Answer to a question from a reader

My ex used my ID number to apply for RDP housing. Now I don't qualify.

The short answer

You need to report this fraud to the Department of Human Settlements and escalate if necessary.

The whole question

Dear Athalie

I was married out of community of property by Islamic law. I just found out my ex husband applied for RDP housing using my ID number after we got divorced. I have remarried and want to apply for my own house, but I am already on the database listed as a spouse, so I do not qualify for a house. 

How can I fix this?

The long answer

To knowingly misrepresent you as his current wife when you were already divorced, is certainly fraud. 

Fraud is defined in law (Snyman, Criminal Law 3rd Edition, 1995) as follows: “Fraud is the unlawful and intentional making of a misrepresentation which causes actual prejudice or which is potentially prejudicial to another.”

In this case, it is clearly prejudicial (harmful) to your chances of successfully applying for an RDP house. 

So what can you do?

I think the place to start is by making a sworn affidavit stating that your ex husband used your ID to misrepresent you as his spouse in his application for an RDP house, after you had divorced, without your knowledge. You had been married by Islamic law, not a civil marriage in community of property. You should give details and dates of your marriage and your divorce, and how and when you discovered that your ID had been used by your ex-husband to cite you as a spouse. This fraudulent misrepresentation has meant that you yourself are unable to apply for an RDP house with your husband, as your ID is already on the database as a spouse.

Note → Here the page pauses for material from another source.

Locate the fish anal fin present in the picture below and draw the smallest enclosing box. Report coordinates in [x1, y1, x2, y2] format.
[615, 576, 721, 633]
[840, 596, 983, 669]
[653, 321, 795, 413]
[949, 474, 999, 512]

You need the Department of Human Settlements to take steps to remove your ID from the database, so that you can apply for an RDP house.

You need to take this affidavit to the housing office where you tried to apply for an RDP house and ask them to assist you. You need to keep a careful record of the dates and names of officials you speak to (editor’s emphasis). If they are unhelpful, you can go to the offices of the Department of Human Settlements, again taking your sworn affidavit with you and explain that as your ID has not been removed from the database, you wish to make a complaint.  

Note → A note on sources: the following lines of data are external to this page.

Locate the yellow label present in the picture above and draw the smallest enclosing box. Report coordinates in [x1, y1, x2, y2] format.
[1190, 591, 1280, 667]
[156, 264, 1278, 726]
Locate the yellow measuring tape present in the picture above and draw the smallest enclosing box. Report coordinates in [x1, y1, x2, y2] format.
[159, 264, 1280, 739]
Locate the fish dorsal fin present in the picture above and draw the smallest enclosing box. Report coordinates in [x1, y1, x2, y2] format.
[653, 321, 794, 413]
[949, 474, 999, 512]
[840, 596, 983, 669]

If you are in Cape Town, there is a Helpdesk in the offices in 27 Wale Street, which provides assistance. 

Operational Hours

Monday To Friday: 07h30 until 15h00

All walk-in clients will be assisted on a first come basis.


If you are still not assisted, you can escalate your complaint to the MEC for Human Settlements (Housing) for your province. In each province the MEC must take note of complaints which have not been resolved by the municipality. The MEC can instruct the municipality to resolve it and has the power to reverse any unfair decision made by the municipality. To find the contact details of the Housing MEC in your province, call the Housing Enquiries Hotline: 0800 146 873

If the MEC does not help you, there is an Ombudsman for Human Settlements. An ombudsman is an official who must take up complaints against public and government organisations. These are the contact details:


Call Centre: 0800 146 873 (weekdays 08h00 – 15h30)

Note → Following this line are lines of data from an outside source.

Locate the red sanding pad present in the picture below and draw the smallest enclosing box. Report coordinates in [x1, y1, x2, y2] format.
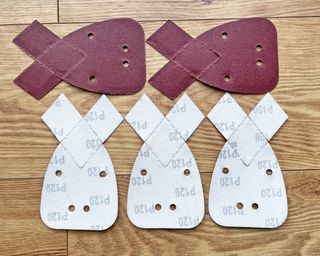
[13, 19, 146, 99]
[147, 18, 279, 99]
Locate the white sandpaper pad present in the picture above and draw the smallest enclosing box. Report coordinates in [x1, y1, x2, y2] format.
[40, 94, 122, 230]
[126, 94, 205, 229]
[208, 93, 288, 228]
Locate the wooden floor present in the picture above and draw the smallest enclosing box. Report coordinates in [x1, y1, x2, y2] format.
[0, 0, 320, 255]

These are the stated aims of the Ombudsman:

2.1 Improve openness and transparency in the Human Settlements Sector
2.2 Increase public confidence in Government,
2.3 Improve efficiency, effectiveness of government operations as it relate to Human Settlements,
2.4 To provide an accessible mechanism for redress in the Human Settlements Sector (as opposed to time-consuming, costly judiciary processes)
2.5 Drastically reduce (and ultimately eliminate) the number of human settlement related complaints directed to:
      2.5.1 The Minister of Human Settlements directly; and
      2.5.2 External parties (Presidential hotline, Public Protector, courts)
2.6 Promote constitutional right to housing

I have bolded 2.4, as, though you could also approach a lawyer to ask the court to order that your ID be removed from the database, it is likely to be a longer, more drawn-out process. 

I have bolded 2.6, as your constitutional right to housing is being blocked by your ex husband’s misrepresentation of you as his current spouse, using your ID, and you should not forget this, even if it takes time to resolve.  

Legal Aid is a means-tested organisation which must assist people who cannot afford a lawyer. These are their contact details:


Legal Aid Advice Line (Toll-free): 0800 110 110

Please-Call-Me number: 079 835 7179.

You could also approach the Women’s Legal Centre in Cape Town for legal help:

Address: Constitution House, 5 St Georges Mall, Cape Town City Centre, Cape Town, 8000


Phone: 021 424 5660

Finally, you could also contact Pro Bono, a legal organisation that will take a case on without charge if they think it is in the public interest.


Johannesburg: 011 339 6080

Cape Town: 087 806 6070/1/2

Wishing you the best,

Answered on Feb. 15, 2024, 10:22 p.m.